Most people who know the case know that the Zodiac was famous for writing letters in his own handwriting. So, if someone claims they're the Zodiac, let's see their handwriting. And if it doesn't match, then you have some explaining to do. Also, tell me the solutions to those cryptograms. There's one that's only 13 characters long and it was supposedly the Zodiac's name. I don't care who the Zodiac was, he's going to remember what that code means, and if he confesses we can reverse engineer it. None of these logical things were done in this most recent case. They're usually never done. I have not seen any handwriting from this individual. I haven't seen any reference to what the codes mean. If you're Randy Kenney, and you're the one promoting this theory, even if you're a total dimwit, you must at least ask one good question. I don't need two or three, I'll settle for one. Did you ask what the freakin' codes mean, how he created the costume he used at Lake Berryessa, what he did with the remainder of the cab driver's shirt he tore off, what he did with the weapons he used… there are so many good questions to ask, and this guy asked none.

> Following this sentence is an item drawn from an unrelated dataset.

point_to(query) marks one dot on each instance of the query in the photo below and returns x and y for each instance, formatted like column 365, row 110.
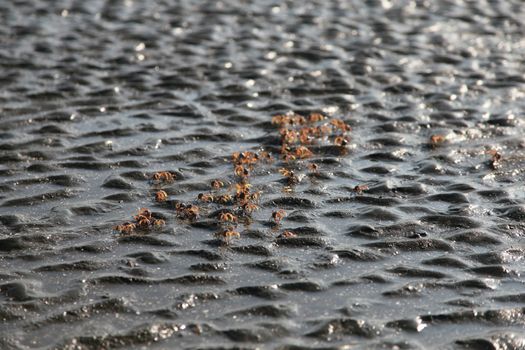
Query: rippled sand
column 96, row 96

Through the many claims of people saying they knew who the Zodiac was, how many actually made you take a closer look?
I think I have more data about possible suspects than all of the original law enforcement agencies combined. I say that because I have the original police reports from way back in the day, and then I have all the materials that I have collected since 1998. I have a form people can fill out online, anonymously if they want, if they think they know who the Zodiac is. So, there's all the original suspects I know about, and all of the suspects since 1998. I have thousands and thousands and thousands of suspects, and I've only found three that were really worthy of close scrutiny. I've had a hand in obtaining all three of their DNA, so three out of ten thousand isn't that many.
You know, I've had people turn in a suspect that was their junior high teacher, and they thought he could be the Zodiac because he'd bring in his lunch every day in a paper sack. He always used the same paper sack, so they thought he could be the Zodiac. It's like panning for gold. Most of it's junk, but occasionally you find a good one, and then you look at the good one really closely.

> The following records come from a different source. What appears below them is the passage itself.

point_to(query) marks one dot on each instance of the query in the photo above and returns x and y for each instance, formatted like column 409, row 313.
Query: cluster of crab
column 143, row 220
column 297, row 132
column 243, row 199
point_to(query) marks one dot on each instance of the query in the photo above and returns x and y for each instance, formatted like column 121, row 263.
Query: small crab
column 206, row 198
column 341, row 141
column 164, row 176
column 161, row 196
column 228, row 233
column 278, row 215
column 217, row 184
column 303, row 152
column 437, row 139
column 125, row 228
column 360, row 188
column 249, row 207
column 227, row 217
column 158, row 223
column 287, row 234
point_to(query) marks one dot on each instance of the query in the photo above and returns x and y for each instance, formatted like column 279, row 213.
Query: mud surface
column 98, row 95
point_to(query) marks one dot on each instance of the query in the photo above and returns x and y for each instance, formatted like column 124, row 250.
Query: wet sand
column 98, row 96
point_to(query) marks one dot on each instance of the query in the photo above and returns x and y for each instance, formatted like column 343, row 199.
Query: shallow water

What happened with any of these good suspects?
The most recent good suspect was Richard Gaikowski, and I can't get the police to compare his DNA to the Zodiac's DNA. They have the Zodiac's DNA, it's a series of numbers. And I have Gaikowski's DNA, which is a series of numbers. And I can't get anybody to compare the two series of numbers. It's very strange.
Do you think the case will ever get solved?
I think it'll be solved. I think what's going to happen is eventually the Department of Justice in Sacramento will take over and they'll re-examine the letters, and they'll obtain a full DNA profile from, perhaps, the saliva the Zodiac used when he licked the stamps on the envelopes. And they'll put it in the national database, and they'll get a hit, and that's what's going to close the case eventually. But if the Zodiac never got arrested—if he's not in the database—the good news is that Zodiac's codes are so famous now, puzzle solvers around the world are working on them. If just one of those three unsolved codes gets cracked, there could be a clue to his identity.
Rick Paulas once spent a full month trying to crack the 340-symbol cipher. He did not.